Anderson acceleration of gradient methods with energy for optimization problems

TL;DR

This paper introduces a new optimization algorithm that combines Anderson acceleration with the energy adaptive gradient method, demonstrating faster convergence with minimal hyperparameter tuning.

Contribution

It adapts Anderson acceleration to AEGD, providing a novel optimization method with proven convergence properties and improved convergence speed over traditional gradient methods.

Findings

Accelerated convergence rate by a factor related to Anderson mixing gain.

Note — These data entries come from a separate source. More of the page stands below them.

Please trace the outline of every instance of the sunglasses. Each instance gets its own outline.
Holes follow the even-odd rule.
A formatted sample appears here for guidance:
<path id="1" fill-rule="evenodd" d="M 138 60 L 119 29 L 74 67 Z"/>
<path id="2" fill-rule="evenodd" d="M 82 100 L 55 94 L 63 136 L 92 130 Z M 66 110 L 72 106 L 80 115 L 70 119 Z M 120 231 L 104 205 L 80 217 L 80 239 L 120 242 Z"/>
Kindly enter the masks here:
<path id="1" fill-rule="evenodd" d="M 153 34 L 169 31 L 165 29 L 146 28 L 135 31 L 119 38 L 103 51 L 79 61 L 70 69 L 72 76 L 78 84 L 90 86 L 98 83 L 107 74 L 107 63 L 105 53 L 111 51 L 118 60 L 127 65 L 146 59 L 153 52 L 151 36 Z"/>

Requires minimal hyperparameter tuning.

Shows superior convergence speed in experiments.

Abstract

Anderson acceleration (AA) as an efficient technique for speeding up the convergence of fixed-point iterations may be designed for accelerating an optimization method. We propose a novel optimization algorithm by adapting Anderson acceleration to the energy adaptive gradient method (AEGD) [arXiv:2010.05109]. The feasibility of our algorithm is examined in light of convergence results for AEGD, though it is not a fixed-point iteration. We also quantify the accelerated convergence rate of AA for gradient descent by a factor of the gain at each implementation of the Anderson mixing. Our experimental results show that the proposed algorithm requires little tuning of hyperparameters and exhibits superior fast convergence.